As the theme of Ripon’s 2021 Commencement is based on Wisconsin’s musical heritage, Dietrich exemplifies the mission of bringing music before the public. “Music plays a vital role in bringing people together to appreciate the things that unite us,” said Zach Messitte, president of Ripon College. “Maria Dietrich has inspired a generation of students in the Ripon community as a remarkable teacher with a dedication and passion for music.”
Dietrich is a native of Indiana and received a degree in music from Lawrence University in Appleton, Wisconsin. Before retiring last year, she had been an adjunct instructor of piano at Ripon College for 30 years and accompanied student musical productions, student choirs and individual soloists.
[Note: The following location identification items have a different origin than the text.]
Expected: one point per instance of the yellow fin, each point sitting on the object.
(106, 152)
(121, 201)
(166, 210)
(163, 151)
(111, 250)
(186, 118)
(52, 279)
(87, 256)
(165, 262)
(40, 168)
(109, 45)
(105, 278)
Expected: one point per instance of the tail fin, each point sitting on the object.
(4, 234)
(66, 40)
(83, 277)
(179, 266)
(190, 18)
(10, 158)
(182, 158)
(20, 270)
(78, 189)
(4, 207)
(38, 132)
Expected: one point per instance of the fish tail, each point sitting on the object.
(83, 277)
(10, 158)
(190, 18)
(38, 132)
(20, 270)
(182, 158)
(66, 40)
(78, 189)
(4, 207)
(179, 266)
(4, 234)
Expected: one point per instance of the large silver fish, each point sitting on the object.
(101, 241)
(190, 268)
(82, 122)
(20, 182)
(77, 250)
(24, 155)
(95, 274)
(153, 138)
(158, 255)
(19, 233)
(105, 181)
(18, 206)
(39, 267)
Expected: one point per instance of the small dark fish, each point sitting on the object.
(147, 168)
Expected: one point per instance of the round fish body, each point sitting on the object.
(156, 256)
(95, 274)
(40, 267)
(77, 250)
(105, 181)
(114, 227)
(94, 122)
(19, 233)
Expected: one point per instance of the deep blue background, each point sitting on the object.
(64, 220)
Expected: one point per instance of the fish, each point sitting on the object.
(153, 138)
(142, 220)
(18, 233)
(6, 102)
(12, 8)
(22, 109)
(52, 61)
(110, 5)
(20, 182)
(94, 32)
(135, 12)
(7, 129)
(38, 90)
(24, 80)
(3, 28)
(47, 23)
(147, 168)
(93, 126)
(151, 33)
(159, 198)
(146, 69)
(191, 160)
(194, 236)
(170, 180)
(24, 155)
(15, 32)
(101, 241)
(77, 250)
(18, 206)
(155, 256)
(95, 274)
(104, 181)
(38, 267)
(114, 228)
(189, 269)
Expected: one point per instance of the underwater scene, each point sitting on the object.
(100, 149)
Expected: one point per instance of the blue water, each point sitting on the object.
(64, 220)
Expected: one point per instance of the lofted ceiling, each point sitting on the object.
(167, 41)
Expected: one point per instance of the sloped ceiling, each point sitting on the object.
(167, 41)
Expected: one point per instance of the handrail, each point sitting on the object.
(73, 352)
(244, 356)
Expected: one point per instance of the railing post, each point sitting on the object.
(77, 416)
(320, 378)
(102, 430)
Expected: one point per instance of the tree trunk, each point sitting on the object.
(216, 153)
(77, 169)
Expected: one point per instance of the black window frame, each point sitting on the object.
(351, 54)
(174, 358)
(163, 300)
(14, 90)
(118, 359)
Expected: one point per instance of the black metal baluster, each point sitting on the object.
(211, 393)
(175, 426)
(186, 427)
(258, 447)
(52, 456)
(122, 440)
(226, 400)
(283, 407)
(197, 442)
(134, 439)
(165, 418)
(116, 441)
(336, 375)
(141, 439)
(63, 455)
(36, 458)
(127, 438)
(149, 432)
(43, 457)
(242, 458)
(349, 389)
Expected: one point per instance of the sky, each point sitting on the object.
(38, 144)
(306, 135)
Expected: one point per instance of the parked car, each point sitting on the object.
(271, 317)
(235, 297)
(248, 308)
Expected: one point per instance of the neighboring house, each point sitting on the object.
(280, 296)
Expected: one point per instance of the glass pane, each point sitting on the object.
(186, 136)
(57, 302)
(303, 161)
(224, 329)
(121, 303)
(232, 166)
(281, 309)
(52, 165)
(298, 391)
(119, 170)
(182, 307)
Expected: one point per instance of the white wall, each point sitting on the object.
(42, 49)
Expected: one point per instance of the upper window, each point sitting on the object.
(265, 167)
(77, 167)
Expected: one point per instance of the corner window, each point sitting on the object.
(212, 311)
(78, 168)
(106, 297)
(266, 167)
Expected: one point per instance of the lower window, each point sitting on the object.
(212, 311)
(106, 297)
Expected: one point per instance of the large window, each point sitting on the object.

In the wider community, she worked for the Green Lake Festival of Music from 1991 to 2006 as administrative director, and as interim executive and artistic director in 2020. She also served on the board and as development director and executive director of the Thrasher Opera House in Green Lake, from which she retired in August 2019.
She has been pianist and organist at First Congregational Church in Ripon since the late 1980s, plays for weddings and funerals and teaches private piano lessons. She also has done non-musical volunteer work in the community and is a member of the League of Women Voters.
“I am greatly honored to receive this award,” Dietrich says. “I’m thrilled the theme of Commencement is related to music and that the College values that. Music is a way of bringing beauty into the world. It’s a special way of communicating that doesn’t need language. It cuts across languages and boundaries. Everybody can appreciate music. If we musicians can communicate our joy to the audience, too, that’s an extra-special connection.”
Dietrich feels she can make a difference in the community through her musical abilities and volunteer work. “I feel like it makes our society better to have people interested in helping out and doing things for the community,” she says. “And helping young kids and nurturing their abilities is a meaningful contribution I can make through music.”